What Are DOMS ?

When we train we can experience something called Delayed Onset Muscle Soreness aka DOMS. DOMS is muscle pain that begins after you’ve worked out. It normally starts a day or two after a workout, up to 24-48 hours post. You won’t feel DOMS during a workout.

Pain felt during or immediately after a workout is a different kind of muscle soreness. It’s called acute muscle soreness. Acute muscle soreness is that burning sensation you feel in a muscle during a workout due to a quick buildup of the buildup of metabolites during intense exercise. It usually disappears as soon as or shortly after you stop exercising. DOMS are most commonly caused by High-intensity exercises that cause tiny, microscopic tears in your muscle fibers. Your body responds to this damage by increasing inflammation, which may lead to a delayed onset of soreness in the muscles, which then lead to the rebuild of new and stronger fibers with the help of good nutrition and a balanced intake of protein.
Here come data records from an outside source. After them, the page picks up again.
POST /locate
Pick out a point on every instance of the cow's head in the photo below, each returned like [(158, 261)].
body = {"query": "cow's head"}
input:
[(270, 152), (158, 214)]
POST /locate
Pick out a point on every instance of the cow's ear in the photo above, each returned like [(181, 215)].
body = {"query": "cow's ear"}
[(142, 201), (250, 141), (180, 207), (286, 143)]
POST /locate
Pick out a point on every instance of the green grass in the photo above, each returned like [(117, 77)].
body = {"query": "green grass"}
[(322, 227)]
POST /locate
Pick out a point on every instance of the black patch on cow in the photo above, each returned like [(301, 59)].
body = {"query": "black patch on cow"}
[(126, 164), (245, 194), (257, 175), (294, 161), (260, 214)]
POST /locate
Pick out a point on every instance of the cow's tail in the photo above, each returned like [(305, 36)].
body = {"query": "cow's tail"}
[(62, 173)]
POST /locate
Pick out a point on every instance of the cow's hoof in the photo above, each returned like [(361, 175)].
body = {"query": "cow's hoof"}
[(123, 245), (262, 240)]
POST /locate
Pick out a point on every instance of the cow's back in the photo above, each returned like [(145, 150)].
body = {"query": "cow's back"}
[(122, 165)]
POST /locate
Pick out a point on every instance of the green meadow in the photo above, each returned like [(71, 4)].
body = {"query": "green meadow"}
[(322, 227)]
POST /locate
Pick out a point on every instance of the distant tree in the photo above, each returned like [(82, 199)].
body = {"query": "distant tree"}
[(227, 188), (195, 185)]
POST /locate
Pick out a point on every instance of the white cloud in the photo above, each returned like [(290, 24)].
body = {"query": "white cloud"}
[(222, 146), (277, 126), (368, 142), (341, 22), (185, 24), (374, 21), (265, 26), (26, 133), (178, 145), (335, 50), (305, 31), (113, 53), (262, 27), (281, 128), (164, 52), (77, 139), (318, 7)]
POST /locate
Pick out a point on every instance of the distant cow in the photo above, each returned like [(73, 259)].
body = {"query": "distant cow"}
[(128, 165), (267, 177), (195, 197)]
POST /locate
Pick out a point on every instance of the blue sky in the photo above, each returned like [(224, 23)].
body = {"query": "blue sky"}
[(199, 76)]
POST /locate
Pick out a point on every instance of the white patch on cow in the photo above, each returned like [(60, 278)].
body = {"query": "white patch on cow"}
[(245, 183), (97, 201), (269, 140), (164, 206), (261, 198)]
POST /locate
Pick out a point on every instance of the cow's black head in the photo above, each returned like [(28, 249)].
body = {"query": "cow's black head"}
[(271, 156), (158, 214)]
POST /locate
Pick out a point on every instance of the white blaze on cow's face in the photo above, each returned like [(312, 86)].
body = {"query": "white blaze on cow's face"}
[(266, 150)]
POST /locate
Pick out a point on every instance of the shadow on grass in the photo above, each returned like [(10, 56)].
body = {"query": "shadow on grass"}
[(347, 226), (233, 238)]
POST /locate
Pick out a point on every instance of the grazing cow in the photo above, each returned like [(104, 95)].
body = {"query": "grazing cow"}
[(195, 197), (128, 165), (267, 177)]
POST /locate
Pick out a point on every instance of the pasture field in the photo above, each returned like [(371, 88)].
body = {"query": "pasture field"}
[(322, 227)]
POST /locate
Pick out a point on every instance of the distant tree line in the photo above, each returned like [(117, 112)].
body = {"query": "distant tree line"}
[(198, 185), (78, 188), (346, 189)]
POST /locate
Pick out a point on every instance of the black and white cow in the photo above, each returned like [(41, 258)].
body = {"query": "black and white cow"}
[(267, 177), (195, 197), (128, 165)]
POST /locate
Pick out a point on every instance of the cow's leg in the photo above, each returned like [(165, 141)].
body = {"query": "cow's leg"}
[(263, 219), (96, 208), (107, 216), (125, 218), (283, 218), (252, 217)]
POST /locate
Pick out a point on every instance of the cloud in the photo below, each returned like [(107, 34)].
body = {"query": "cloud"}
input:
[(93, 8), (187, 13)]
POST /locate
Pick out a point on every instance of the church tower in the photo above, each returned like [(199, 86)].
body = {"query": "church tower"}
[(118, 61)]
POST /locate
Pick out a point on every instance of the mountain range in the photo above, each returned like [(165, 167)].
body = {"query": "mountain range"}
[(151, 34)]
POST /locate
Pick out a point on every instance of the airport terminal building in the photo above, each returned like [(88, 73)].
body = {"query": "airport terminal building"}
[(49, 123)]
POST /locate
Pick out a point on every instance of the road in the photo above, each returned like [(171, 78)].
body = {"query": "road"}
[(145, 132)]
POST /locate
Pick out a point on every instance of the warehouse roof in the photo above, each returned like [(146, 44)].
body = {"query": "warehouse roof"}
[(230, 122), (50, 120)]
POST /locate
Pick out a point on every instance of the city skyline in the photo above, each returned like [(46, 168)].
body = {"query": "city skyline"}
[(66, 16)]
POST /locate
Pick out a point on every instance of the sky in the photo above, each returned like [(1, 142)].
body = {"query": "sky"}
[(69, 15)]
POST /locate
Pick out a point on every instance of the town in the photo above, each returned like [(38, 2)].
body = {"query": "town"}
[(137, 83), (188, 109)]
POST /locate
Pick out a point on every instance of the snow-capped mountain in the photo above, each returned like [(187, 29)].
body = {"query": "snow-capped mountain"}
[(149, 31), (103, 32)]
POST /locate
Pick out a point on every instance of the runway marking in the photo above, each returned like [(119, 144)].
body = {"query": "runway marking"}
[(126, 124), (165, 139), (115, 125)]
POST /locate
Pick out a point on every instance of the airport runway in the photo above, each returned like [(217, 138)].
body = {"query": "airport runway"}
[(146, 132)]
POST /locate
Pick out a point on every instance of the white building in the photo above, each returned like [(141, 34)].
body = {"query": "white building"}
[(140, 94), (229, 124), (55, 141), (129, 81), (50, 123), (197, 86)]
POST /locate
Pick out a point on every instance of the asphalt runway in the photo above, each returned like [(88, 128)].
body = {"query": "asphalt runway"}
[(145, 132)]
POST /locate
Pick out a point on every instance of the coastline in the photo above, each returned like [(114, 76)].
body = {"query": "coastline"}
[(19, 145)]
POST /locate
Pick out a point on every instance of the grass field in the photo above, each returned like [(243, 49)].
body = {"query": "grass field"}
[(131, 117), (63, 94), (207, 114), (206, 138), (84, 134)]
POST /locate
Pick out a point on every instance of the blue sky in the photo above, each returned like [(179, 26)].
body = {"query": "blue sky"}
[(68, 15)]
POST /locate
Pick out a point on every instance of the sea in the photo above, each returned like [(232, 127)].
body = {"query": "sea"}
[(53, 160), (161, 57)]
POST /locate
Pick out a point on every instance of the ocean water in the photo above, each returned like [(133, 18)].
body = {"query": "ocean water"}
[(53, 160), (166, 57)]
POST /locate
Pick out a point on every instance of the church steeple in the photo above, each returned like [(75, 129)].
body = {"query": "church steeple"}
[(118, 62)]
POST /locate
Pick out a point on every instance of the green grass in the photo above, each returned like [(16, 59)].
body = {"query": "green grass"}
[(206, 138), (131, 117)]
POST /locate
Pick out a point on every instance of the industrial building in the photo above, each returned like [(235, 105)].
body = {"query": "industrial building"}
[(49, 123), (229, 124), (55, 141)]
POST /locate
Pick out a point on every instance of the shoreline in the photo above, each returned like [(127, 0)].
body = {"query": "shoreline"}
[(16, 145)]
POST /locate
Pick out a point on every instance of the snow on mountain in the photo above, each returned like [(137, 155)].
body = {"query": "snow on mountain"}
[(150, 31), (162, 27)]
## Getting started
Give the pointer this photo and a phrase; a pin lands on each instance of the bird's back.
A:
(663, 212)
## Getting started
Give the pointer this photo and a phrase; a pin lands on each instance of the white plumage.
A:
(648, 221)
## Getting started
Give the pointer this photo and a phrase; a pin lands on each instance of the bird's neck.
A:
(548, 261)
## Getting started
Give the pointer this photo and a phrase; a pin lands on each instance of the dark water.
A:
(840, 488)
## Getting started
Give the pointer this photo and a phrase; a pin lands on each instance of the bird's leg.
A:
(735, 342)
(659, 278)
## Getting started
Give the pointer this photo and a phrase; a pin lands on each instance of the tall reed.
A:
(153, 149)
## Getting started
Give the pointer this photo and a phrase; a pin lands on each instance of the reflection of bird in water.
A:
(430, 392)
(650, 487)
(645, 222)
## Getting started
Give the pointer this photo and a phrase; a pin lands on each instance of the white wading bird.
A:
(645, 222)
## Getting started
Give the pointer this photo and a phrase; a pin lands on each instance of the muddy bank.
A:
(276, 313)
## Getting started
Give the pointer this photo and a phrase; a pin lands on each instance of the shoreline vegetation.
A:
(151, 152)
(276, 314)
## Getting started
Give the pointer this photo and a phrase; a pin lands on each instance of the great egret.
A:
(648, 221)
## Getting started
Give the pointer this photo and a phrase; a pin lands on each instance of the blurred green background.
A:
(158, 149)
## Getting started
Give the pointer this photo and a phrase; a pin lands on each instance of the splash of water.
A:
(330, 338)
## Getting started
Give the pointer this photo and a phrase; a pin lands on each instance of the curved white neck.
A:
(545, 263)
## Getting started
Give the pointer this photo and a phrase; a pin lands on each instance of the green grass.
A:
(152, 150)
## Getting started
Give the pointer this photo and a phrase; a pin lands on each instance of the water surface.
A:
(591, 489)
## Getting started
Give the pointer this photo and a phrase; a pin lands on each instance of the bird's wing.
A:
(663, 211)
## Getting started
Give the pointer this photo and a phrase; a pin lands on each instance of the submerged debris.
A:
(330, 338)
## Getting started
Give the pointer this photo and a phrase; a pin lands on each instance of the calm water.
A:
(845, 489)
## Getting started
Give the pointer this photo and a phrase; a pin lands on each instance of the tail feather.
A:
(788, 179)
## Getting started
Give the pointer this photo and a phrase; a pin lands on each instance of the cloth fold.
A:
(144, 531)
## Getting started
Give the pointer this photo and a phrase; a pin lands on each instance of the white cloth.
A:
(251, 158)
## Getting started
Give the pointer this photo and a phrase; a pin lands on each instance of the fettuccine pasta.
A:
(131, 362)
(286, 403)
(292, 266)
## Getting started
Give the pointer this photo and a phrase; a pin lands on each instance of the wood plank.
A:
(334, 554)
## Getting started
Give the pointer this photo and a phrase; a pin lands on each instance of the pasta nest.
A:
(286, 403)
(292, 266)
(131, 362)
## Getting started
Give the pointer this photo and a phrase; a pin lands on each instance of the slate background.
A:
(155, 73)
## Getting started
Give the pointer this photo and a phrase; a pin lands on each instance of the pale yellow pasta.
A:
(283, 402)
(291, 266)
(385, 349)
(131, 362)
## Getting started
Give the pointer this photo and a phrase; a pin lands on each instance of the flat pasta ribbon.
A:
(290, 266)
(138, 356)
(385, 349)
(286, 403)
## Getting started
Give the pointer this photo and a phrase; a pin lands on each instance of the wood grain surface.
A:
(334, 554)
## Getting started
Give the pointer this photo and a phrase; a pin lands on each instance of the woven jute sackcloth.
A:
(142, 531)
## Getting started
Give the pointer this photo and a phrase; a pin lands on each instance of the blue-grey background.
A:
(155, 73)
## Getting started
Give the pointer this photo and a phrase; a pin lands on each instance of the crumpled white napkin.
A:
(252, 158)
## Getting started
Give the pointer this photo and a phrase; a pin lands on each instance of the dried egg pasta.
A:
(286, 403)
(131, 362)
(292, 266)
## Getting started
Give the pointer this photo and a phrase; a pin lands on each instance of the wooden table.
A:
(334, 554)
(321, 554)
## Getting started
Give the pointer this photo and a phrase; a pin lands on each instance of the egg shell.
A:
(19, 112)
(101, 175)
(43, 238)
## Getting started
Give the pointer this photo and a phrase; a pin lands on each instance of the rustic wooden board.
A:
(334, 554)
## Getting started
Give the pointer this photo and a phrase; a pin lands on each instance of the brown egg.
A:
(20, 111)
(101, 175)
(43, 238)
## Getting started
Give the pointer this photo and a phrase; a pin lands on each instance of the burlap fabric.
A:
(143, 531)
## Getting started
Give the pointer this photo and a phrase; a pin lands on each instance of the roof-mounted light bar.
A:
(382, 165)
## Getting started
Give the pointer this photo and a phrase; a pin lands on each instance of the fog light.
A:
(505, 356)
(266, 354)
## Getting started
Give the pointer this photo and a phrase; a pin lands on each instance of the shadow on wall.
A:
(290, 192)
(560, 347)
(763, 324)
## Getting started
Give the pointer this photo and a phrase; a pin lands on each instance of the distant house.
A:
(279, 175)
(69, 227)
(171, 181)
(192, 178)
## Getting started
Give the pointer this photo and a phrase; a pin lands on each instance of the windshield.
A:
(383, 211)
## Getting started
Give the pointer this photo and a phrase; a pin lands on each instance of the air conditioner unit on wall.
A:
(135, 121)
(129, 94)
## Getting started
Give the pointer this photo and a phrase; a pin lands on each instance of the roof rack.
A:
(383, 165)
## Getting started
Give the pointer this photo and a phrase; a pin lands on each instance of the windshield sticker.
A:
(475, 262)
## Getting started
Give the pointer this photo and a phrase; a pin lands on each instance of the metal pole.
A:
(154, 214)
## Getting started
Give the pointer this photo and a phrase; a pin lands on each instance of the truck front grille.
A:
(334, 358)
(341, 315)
There are many ways to help with delayed onset muscle sorness after an intense training session. Here are some of the best ways to will help wth muscle sorness:

Hydration: Lack of electrolytes contributes to muscle soreness so you need to make sure you are staying hydrated throughout your workout. Your muscles are working harder and so they demand more oxygen and therefore need more blood pumping around – around 82% of your blood volume actually consists of water, so hydration is much more important and effective than simply quenching your thirst

SLEEP: Sleep is a really powerful tool for preventing DOMS and for muscle building, and is also key for a wellness lifestyle. Muscle-building chemicals such as Human Growth Hormone are naturally produced by your body in the deep stages of sleep. Aim for a minimum of 7 hours sleep to really help your body to recover from exercising.

active recovery: Probably the last thing you feel like doing when you experience DOMS is moving your sore muscles. However, active recovery where you perform gentle, restorative movements can be one of the most effective tools you can use to dramatically decrease the amount of muscle soreness you experience. Light exercise that can help to stretch the sore muscles provides some pain relief by keeping your muscles moving. Even going for a walk, or taking the stairs instead of the lift, will help…so get moving!

Protein intake: Protein helps to strengthen the muscle fibres that have been torn during exercise, refuelling the muscles and reducing the impact of delayed onset muscle soreness. After a workout, you should consume protein-rich foods or drinks to prevent and aid muscle soreness and help the repair, maintenance and growth of muscles.

Expect some muscle soreness when you start a new exercise regimen. But don’t let achy muscles scare you. It’s perfectly normal to experience muscle soreness when you’re just starting out. But over time, your body will adapt and build stronger muscles, so you’ll get sore less often. Make sure to take your recovery as serious as your training and find the right balance between the two for best results and less risk of injury.